News of Wiranatha’s proposal has angered the peace park association, whose principals include survivors of the 2002 terrorist bombings of Paddy’s Pub – owned by Wiranatha – and the Sari Club.

They say they have an agreement with the Bali government, the Badung regency and other authorities to create a garden and place of remembrance on the Sari Club site, where most of the 202 people killed in the attacks died. Eighty-eight Australians were among the dead.

And they say that patrons of any new entertainment place on the site will be “dancing on their mates’ graves.”

But Balinese officials, including Governor I Made Pastika, who support the memorial concept in principle, are understood to be running out of patience because the site, in the heart of Bali’s Kuta’s nightclub district, has been left vacant for nearly seven years.

The association is struggling to raise money. It blames the refusal of the Australian government to grant it tax-free charity status to raise charitable donations or to provide any direct funding.

It is notoriously difficult in Australia and other countries to raise money for charity if donors cannot offset their contributions against tax.

“It’s very disappointing. I thought the government would have come on board by now,” Phil Britten, a member of the foundation board, said from Perth this week.

Britten was in the Sari Club with fellow members of Perth’s Kingsley Football Club, when a massive car bomb was detonated outside just after a smaller bomb exploded in the Paddy’s Pub premises across the road.

Seven members of the club died, just a few hours after they arrived in Bali for an end-of-season trip. “This is sacred ground. Who would want to drink and dance there? Personally, I would never go there. It would be dancing on my mates’ graves,” Britten said.
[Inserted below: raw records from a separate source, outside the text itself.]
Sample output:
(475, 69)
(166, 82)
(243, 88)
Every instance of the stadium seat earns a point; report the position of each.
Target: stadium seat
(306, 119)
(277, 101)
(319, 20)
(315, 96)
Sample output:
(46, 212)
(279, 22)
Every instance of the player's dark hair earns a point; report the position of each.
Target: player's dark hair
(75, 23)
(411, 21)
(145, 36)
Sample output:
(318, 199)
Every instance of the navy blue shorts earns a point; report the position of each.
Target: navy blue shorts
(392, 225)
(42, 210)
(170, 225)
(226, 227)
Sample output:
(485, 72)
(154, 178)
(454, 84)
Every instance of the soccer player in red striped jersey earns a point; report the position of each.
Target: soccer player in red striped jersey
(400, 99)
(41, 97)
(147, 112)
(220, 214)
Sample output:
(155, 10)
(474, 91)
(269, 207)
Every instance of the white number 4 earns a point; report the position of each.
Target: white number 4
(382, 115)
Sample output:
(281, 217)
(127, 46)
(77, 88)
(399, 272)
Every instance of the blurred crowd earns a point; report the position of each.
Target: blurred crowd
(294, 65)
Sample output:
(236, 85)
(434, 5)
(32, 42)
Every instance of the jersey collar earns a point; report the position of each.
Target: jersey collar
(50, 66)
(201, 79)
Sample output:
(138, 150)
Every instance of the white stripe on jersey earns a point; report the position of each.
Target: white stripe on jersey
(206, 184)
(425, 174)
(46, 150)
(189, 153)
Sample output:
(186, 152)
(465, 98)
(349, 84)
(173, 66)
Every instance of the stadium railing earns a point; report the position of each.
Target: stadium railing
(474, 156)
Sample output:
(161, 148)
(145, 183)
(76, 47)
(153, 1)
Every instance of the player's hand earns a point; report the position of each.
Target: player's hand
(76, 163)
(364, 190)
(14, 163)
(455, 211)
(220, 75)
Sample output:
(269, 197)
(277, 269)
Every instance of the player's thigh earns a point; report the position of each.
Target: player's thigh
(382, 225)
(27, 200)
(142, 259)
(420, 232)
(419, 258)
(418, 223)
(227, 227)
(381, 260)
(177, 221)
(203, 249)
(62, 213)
But Wiranatha – who is understood to have signed a long-term lease for the land late last year – remains unmoved. He is reported to have refused to meet the peace park organisers to negotiate a price for the land.

Semadi, speaking for him, told an Australian newspaper, the Melbourne Age, he had written to the peace park association on August 11. The letter said: “We inform you that we would like to build a bar and restaurant on the land of the former Sari Club.”

He told The Bali Times this week when asked to comment on protests over commercial development of the site:

“Why is the Australian media so interested in this story? It’s only a place to have an ordinary business.”

The Kuta village chief, I Gede Suparta, has confirmed that an application was lodged this month to build the nightclub complex, although it had not been processed yet due to incomplete paperwork.

Although he too supports the peace park concept, he said he was in a difficult position.

“We would like to see a more concrete detail of what the Bali Peace Park Association has in mind, other than the idea of a park. We have never actually been shown a proposal or plan for the site,” he said.

Wiranatha, whose business interests include Ku De Ta at Seminyak, rebuilt Paddy’s Pub further down Jl. Legian – reportedly without waiting for a permit to do so – and the former Paddy’s site is now another bar-restaurant establishment.

Early in 2005 he started Air Paradise, of which Semadi is a director. Air Paradise, which Wiranatha promoted as “Bali’s own international airline,” flew to Australian and East Asian cities but shut down precipitately after the 2005 bombings.

Wiranatha then spent many months trying to get money from the Bali government to restart the airline. Its operating licence automatically expired this year under international air transport rules that state an airline must actually operate to keep its licence.

Wiratha is also a director of wine importer Indowines and proprietor of the fortnightly advertising tabloid Bali Advertiser.